We will not vote for the Bill tonight, mainly because it seems to have been written before the covid crisis. It seems to ignore the fact that we need a new approach to immigration based on solidarity, decent jobs, employment protections and quality public services for all, with all EU citizens guaranteed the right to remain in the UK. Anybody who has been watching “Sitting in Limbo” and following the fantastic work done by the journalist Amelia Gentleman on Windrush will know that it is these sorts of debates that sometimes end up creating systems that cause huge problems for hard-working families.

I wish to speak briefly to some of the amendments and new clauses. First, my right hon. Friend the Member for Normanton, Pontefract and Castleford (Yvette Cooper) has tabled a proposal that emphasises the need for a plan for and provision in the crucial area of social care. We are nowhere near through this pandemic and we desperately need to encourage those working day in, day out in the care sector. Those watching this, perhaps in the course of their duties today, may well feel a bit down and depressed that we are not backing them a little more with this Bill.

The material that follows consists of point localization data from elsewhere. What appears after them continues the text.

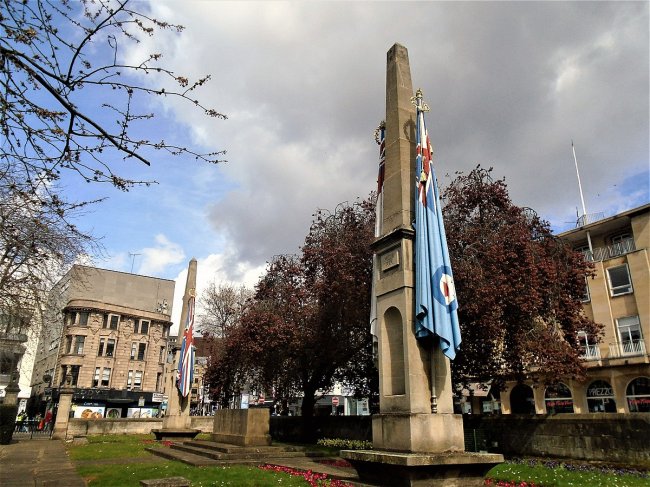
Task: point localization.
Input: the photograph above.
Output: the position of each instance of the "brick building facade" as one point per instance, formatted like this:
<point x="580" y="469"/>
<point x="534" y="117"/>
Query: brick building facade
<point x="105" y="334"/>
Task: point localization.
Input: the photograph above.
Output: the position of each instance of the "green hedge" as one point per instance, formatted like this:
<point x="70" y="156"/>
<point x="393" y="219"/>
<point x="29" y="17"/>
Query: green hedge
<point x="345" y="444"/>
<point x="7" y="422"/>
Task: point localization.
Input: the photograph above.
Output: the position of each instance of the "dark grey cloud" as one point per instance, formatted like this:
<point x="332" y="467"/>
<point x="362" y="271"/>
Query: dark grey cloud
<point x="509" y="85"/>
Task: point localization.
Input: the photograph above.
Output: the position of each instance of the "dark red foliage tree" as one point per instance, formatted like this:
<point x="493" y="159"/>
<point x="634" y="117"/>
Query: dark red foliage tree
<point x="519" y="287"/>
<point x="308" y="324"/>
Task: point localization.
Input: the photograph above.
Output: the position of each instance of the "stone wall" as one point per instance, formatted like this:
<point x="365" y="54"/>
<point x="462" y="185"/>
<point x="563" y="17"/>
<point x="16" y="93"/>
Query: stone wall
<point x="130" y="426"/>
<point x="606" y="437"/>
<point x="288" y="428"/>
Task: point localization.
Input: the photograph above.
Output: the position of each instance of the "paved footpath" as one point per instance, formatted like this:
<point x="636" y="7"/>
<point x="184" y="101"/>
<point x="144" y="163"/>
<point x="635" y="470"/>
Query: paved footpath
<point x="41" y="462"/>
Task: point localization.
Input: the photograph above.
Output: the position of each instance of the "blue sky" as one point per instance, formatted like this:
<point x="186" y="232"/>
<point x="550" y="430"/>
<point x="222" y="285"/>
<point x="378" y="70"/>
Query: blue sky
<point x="510" y="84"/>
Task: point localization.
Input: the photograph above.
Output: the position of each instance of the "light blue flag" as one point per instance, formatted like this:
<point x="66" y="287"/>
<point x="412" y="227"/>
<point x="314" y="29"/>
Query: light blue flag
<point x="435" y="296"/>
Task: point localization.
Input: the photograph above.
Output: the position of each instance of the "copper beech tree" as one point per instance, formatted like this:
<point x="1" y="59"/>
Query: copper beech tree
<point x="308" y="323"/>
<point x="519" y="287"/>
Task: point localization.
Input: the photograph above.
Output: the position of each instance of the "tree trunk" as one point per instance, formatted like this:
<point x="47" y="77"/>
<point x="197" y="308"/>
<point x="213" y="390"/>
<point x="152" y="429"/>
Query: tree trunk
<point x="308" y="428"/>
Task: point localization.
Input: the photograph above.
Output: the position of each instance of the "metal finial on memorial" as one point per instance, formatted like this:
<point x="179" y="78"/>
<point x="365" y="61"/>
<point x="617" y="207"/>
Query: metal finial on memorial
<point x="418" y="101"/>
<point x="382" y="126"/>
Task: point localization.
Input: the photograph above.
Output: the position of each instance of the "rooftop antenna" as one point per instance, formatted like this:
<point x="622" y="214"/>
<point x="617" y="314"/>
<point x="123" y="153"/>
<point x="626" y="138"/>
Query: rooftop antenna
<point x="582" y="199"/>
<point x="132" y="255"/>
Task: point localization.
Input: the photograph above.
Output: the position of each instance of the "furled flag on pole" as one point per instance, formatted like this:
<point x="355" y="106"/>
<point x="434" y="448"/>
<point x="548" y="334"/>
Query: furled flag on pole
<point x="380" y="137"/>
<point x="435" y="295"/>
<point x="186" y="360"/>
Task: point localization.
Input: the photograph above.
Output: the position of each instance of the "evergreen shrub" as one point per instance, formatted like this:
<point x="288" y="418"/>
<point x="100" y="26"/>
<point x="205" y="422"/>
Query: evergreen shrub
<point x="7" y="422"/>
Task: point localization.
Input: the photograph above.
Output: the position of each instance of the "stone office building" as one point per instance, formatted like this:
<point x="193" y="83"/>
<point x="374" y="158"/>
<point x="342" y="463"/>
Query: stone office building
<point x="618" y="296"/>
<point x="105" y="334"/>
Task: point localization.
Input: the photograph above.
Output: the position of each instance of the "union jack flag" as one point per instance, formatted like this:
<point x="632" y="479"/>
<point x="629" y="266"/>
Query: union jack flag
<point x="435" y="295"/>
<point x="380" y="136"/>
<point x="186" y="360"/>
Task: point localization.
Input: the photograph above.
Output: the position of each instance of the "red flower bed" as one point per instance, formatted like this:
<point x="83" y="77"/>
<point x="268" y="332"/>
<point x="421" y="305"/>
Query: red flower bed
<point x="313" y="478"/>
<point x="336" y="463"/>
<point x="509" y="483"/>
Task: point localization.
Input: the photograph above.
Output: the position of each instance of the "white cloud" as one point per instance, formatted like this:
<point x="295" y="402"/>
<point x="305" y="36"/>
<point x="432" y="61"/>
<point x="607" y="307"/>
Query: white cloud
<point x="510" y="84"/>
<point x="156" y="259"/>
<point x="217" y="268"/>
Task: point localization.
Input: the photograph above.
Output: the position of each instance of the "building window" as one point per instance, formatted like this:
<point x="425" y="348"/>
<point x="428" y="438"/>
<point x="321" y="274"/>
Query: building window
<point x="586" y="296"/>
<point x="83" y="318"/>
<point x="629" y="334"/>
<point x="142" y="347"/>
<point x="79" y="344"/>
<point x="137" y="380"/>
<point x="622" y="243"/>
<point x="106" y="347"/>
<point x="74" y="373"/>
<point x="589" y="348"/>
<point x="558" y="399"/>
<point x="106" y="377"/>
<point x="638" y="395"/>
<point x="141" y="326"/>
<point x="600" y="397"/>
<point x="619" y="280"/>
<point x="111" y="321"/>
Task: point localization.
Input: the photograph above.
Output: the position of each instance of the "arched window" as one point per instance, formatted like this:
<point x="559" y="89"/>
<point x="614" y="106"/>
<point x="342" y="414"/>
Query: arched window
<point x="638" y="395"/>
<point x="600" y="397"/>
<point x="522" y="400"/>
<point x="558" y="399"/>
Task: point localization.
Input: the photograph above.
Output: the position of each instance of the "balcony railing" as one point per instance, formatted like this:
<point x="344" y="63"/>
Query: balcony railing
<point x="603" y="253"/>
<point x="13" y="337"/>
<point x="590" y="352"/>
<point x="627" y="349"/>
<point x="589" y="218"/>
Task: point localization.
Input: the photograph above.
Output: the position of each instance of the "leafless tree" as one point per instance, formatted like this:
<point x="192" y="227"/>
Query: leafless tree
<point x="71" y="98"/>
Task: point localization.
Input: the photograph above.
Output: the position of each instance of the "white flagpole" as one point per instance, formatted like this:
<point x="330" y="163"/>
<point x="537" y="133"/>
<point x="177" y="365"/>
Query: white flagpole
<point x="582" y="198"/>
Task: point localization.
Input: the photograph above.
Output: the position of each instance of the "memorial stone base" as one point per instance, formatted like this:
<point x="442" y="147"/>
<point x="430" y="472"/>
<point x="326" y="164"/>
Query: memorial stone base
<point x="395" y="469"/>
<point x="242" y="427"/>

Secondly, I wish to talk briefly to the question of care leavers, as addressed by new clause 2. Care leavers face numerous levels of disadvantage. Anyone who has worked in a local authority context will be aware of just how many placements the average child in care goes through. Many children go from home to home, from foster carer to foster carer, into residential care and out again, and into their own flat. Throughout that journey they often lose documents and the phone numbers of their legal advisers. Changes to legal aid mean that they can no longer access legal aid. We then have a very disadvantaged and needy 17-year-old who desperately needs immigration advice when they are about to turn 18. Such are the realities of children’s lives in care. We are talking about a tiny number of individuals. It is the sort of clause that we should all be voting for so that a very small number of people are not left out of the system.

Thirdly, I call new clause 29 the Dubs clause. So many Members from all parties have spoken in favour of it, particularly the hon. Member for North East Bedfordshire (Richard Fuller), who has Yarl’s Wood detention centre in his constituency. Many children are desperate to join family members here in the UK. Many other immigration systems in developed countries have positive family reunion programmes that are quick, that include a system in which people do not have to go in and out of the rules and write to MPs and everything, and that are clear and provide for children who have been torn from their families, mainly by conflict, so that they can get that reunification.